Many love dogs for their service and obedience; and granted, it is a very endearing trait in dogs. But objects have absolute obedience. Looking around me, my coffee mug will continue to hold coffee for me to drink until its very body deteriorates and it can hold no more. However grimy I may leave it, it will continue to hold coffee for me and not rebel and let it leak out from a kind of spite or malice. And its well-being is completely within my care, for if it were to fall and smash, that would be white, powdery porcelain blood on my hands. The books on the bookshelf next to where I write are mostly old and second-hand; looking at the inside cover of my copy of Chesterton's 'Ballad of the White Horse', I can see it originally belonged to Lilian, and was gifted to her by her aunties on the Christmas of 1927; and later in this book's life, it belonged to a Trevor E Bowers whose ownership, judging by the date of the sticker to which the name is attached, dates to around 1984. However many other owners this book may have had, it has served their masters well. The book has since aged old, the pages mottled with liver spots, the binding impregnated with that rosy smell of decay common to the elderly; it is old, yet it still serves, loyally reciting Chesterton's poem to whoever turns its pages.

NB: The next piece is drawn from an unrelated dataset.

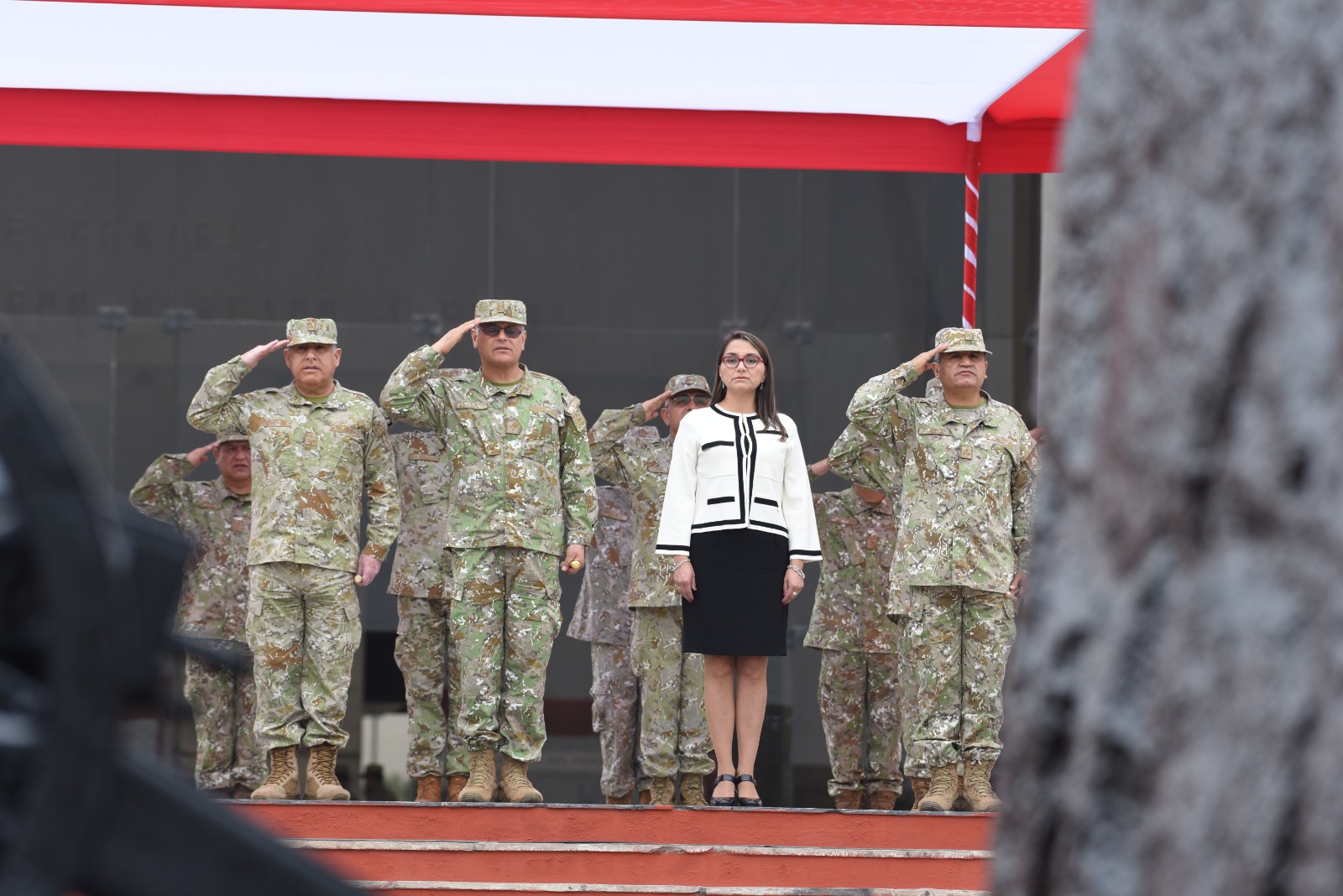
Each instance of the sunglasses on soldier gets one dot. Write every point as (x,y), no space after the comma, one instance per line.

I may well sound like a madman. And many would probably agree. But I see objects as being capable of an absolute agape, for they follow the natural law perfectly. They cannot be disobedient, they cannot whine when a task is requested of them, and they cannot sin through pride and envy. They are loyal servants who will do whatever is commanded. What a fairytale world we would live in if the coffee mugs unionised and staged a revolt! Animals follow natural law also, but aren't destined to be true servants in the way objects are. Animals generally have extra callings than to simply serve man, such as the impulse of self-preservation and self-propagation. Mankind, in turn, has a calling to serve God. As the tin soldier is to man, man is to God, as Lewis argues in Mere Christianity. Being fallen creatures, we cannot serve with the loyalty that objects serve us; and nor can we love our objects as much as God loves us. But I reckon we can at least try to. We can try and have sentiment for the tools which make our lives feasible. We can try to love our old worn boots or our old car. And we can try and love many a mug as if it were our favourite mug, however ugly a mug it may be.
Destruction is necessary - the forest which burns down fertilises the soil for new life - but the thrill of destruction, the intoxication of Kali, is unsightly. I argue not for a protracted funeral service for every car scrapped, but merely for the solemnity and respect the Skoda was due. It worked hard for our benefit over its life of service. And it's just not right to let its death be in mocked and ridiculed.